Chapitre 6 La monture de troie

« Bram !

-          Vous m’avez appelé, O prince Flo Rilège ?

-          Je me suis laissé dire que des espions étaient aux portes de la ville…. Il me semble que c’est toi qui est chargée de la sécurité n’est ce pas ? Parle, Trame, dis moi ce qui se Bram ! Euh, l’inverse plutôt.

-          Je n’ai rien décelé de suspect, mais je vais vérifier de ce pas. »

 

Elsa Bram fit demi tour, et quitta la salle du trône. « Des espions, toi qui est chargée de la sécurité, bla bla bla ! ». Si des espions devaient pénétrer un royaume de femmes, ça se verrait de suite… Puis d’ailleurs si c’était des espionnes, elle pourrait leur tirer les vers du nez grâce à ses charmes. Fort de ce constat, Elsa Bram décida d’aller relever ses courriers sur le chat. Le facteur n’existait pas encore dans le royaume Du Perron, du coup on se servait des chats pour échanger. On attachait son parchemin à une ficelle, que l’on attachait à son tour à la queue du chat. Parfois, les chats bougeaient toujours la queue au moment de détacher le message, rendant impossible la lecture du parchemin. Ce genre de chats, appelés chats coquins, étaient de suite bannis du royaume et relâchés à l’état de nature.

Elsa Bram aperçut son chat devant sa porte, mais rien au bout de sa queue. Quand donc ce mystérieux aventurier allait-il lui répondre ? Elle l’avait connu il y a quelques jours, et lui avait donné rendez-vous aux portes du royaume. Elle savait qu’elle enfreignait les règles essentielles de sécurité, mais le croquis qu’il avait fait de lui semblait tellement le mettre en valeur… Elle redoutait un peu la première rencontre avec cet homme, puisqu’après tout ils ne se plairaient peut être pas… Elle allait devoir le charmer de sa voix, puisque ses collègues l’appelaient « La voix ». Sur ces pensées, elle se mit en route vers le poste de sécurité.

 

Nos trois aventuriers, qui se trouvaient maintenant aux portes de la ville, contemplèrent la file d’attente devant le poste de sécurité. Il était évident qu’ils allaient devoir ruser pour franchir l’obstacle du contrôle des arrivées en ville. Karbo Nara prit l’initiative de briser le silence :

« On pourrait passer la nuit ici, et y réfléchir demain non ?

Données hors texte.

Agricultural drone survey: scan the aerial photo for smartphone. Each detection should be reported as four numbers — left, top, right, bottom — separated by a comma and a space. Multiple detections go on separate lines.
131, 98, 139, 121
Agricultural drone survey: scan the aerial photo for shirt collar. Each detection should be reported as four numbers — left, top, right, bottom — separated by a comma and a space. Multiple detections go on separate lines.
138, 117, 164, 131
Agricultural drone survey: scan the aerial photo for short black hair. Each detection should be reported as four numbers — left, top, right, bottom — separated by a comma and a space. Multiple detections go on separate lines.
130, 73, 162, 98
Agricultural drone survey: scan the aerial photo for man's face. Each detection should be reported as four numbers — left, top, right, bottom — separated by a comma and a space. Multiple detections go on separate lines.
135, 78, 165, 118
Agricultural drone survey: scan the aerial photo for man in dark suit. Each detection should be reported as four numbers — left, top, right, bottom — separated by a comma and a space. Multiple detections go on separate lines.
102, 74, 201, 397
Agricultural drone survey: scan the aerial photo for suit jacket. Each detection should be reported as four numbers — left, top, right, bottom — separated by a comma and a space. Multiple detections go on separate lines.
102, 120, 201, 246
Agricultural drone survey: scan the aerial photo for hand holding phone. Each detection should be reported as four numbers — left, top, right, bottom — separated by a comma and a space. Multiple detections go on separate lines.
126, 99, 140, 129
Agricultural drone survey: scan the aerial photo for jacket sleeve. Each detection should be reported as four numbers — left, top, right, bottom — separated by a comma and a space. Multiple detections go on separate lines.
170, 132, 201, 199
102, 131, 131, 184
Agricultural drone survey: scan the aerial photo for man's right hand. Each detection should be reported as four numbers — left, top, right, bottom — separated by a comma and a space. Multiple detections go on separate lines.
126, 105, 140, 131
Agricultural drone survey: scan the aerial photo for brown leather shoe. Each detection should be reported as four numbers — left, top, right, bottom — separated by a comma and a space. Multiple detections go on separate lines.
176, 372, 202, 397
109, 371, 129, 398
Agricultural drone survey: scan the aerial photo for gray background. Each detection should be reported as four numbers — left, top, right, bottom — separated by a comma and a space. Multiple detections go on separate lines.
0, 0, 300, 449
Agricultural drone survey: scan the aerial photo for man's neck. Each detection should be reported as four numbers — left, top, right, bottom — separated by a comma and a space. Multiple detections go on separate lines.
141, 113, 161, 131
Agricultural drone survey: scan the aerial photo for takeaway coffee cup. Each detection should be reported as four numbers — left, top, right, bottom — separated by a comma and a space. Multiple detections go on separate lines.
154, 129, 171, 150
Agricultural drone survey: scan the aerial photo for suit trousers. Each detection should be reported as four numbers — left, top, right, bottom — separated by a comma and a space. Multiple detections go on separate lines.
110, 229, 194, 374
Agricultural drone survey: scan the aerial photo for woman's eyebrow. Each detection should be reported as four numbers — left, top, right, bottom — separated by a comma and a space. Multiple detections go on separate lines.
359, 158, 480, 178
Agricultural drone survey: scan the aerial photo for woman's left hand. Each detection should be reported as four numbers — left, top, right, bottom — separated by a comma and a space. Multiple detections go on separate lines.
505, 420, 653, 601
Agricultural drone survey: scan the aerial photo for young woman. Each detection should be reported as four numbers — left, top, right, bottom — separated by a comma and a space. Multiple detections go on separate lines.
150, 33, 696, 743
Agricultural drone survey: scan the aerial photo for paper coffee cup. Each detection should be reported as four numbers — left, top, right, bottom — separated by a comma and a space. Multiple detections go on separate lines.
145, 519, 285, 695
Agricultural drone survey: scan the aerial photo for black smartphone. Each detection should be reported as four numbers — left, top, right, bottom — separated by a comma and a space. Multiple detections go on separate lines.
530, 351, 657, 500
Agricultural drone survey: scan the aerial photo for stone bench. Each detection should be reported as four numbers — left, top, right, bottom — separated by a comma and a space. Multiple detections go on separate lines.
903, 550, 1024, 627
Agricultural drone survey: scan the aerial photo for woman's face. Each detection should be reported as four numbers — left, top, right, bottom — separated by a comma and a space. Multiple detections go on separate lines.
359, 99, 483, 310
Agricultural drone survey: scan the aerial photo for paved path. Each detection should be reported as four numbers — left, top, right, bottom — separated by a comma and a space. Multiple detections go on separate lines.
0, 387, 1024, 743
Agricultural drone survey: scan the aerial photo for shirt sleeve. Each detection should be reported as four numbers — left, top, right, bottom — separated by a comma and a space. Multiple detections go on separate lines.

-          Karbo Nara, va falloir qu’à un moment on m’explique ce que tu fais dans cette histoire si tu ne penses qu’à dormir ?!? s’inquiéta le chevalier Guik.

-          Oh ben au moins, moi, pendant les combats, ben je serai en pleine forme ! rétorqua l’aventurier narcoleptique du groupe. »

 

Un silence s’installa, pendant lequel on put voir un oiseau se lâcher sur un passant chauve. Ce dernier prit sa gourde, but une boisson mystérieuse, puis s’envola pour uriner sur le dit oiseau.

« Oh, il doit avoir les boules l’oiseau, le mec a vu rouge !

-          Autrement dit, Red Bowl ? ironisa Narciss

-          Ah ah, voilà qu’il va nous sortir ses blagues pas drôles, lâcha à demi mots Guik. Sinon, j’ai une idée ? Si on entrait ?

-          Et on fait comment ? On les endort d’un coup de baguette magique, s’énerva une personne que vous aurez reconnu aisèment. »

 

Nouveau silence. Ce fut cette fois Narciss qui le brisa.

 

« Bon, les gars, il est temps que je avoue quelque chose. J’ai noué contact avec une nana à l’intérieur, et il se trouve qu’elle s’occupe de la sécurité de la ville…. On va donc entrer tous les trois à l’intérieur.  J’ai une petite idéee derrière la tête. D’ailleurs, la voilà… »

 

Les trois preux guerriers aperçurent un bout de femme, qui s’avançait avec un grand sourire.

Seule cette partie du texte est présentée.